Turns out there is one state licensing Software Engineers and it is no surprise it is the same state that went after Novell for their "Novell Software Engineer" credential--don't mess with Texas. They seem to take a similarly dim view of folks claiming to be a pediatrician simply because they can print it on a business card. Texas licensed the first Software Engineer in the US in 1998 and racked up a whopping 44 in the following 4 years. Doesn't speak to strong market pull-thru from the unlicensed and incapable. The likelihood that any of the software that touches your daily life has even been looked at by a real Software Engineer is as close to zero as can be imagined. Hell, the likelihood it was even written by someone with a first world education is pretty damn small. After all, if you're going to use third world practices to build software you might as well get third world labor to do it.

You can be pretty sure if someone has "Software Engineer" on a business card that is exactly what they are not. Becoming an actual Engineer requires more math, physics and chemistry as well as supervised experience than the average hacker would tolerate. And make no mistake, they're not Computer Scientists either. See, a Computer Scientist is going to prove an algorithm works (or doesn't) using that math stuff. You know, the crap that was so hard you became a programmer instead of a Scientist or an Engineer. And that is what "Software Engineers" really are: programmers.

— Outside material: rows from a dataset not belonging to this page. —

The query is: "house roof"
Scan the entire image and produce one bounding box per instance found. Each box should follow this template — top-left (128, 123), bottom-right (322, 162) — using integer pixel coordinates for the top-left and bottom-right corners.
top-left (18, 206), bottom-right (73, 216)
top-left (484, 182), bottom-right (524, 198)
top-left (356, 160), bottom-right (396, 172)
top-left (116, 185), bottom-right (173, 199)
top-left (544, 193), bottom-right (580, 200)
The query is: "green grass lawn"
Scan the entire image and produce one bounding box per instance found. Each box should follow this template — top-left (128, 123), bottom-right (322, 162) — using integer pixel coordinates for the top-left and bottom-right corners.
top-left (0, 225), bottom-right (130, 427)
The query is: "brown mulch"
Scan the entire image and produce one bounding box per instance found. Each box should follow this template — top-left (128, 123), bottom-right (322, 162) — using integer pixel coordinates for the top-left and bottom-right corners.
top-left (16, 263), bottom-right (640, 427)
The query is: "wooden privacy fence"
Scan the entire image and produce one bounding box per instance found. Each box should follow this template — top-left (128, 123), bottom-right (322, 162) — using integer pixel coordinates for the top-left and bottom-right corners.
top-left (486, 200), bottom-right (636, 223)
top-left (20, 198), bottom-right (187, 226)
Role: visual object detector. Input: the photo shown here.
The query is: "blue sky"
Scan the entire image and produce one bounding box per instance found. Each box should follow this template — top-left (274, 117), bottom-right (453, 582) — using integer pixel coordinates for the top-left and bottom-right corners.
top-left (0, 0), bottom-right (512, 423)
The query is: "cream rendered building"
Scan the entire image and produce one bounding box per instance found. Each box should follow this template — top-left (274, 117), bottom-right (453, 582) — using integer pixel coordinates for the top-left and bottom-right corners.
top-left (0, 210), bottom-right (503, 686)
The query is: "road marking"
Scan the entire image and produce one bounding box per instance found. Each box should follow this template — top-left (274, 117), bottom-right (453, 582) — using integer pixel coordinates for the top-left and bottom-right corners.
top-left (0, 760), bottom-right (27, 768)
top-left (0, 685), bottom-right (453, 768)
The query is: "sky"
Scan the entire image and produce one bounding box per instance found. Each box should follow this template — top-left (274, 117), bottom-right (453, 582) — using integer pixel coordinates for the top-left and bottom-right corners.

And that is on a good day. The rest of the time they're just coders.

Deep down the folks running big business know all this and when honesty bursts thru as it did with NCR's president they will fess up to needing programmers. But they do this state and our R1 institutions a disservice when they pull our best and brightest out of PhD programs because they need someone to drive Hadoop or hack some java code in a Point of Sale system. They need ITT Tech, not GaTech.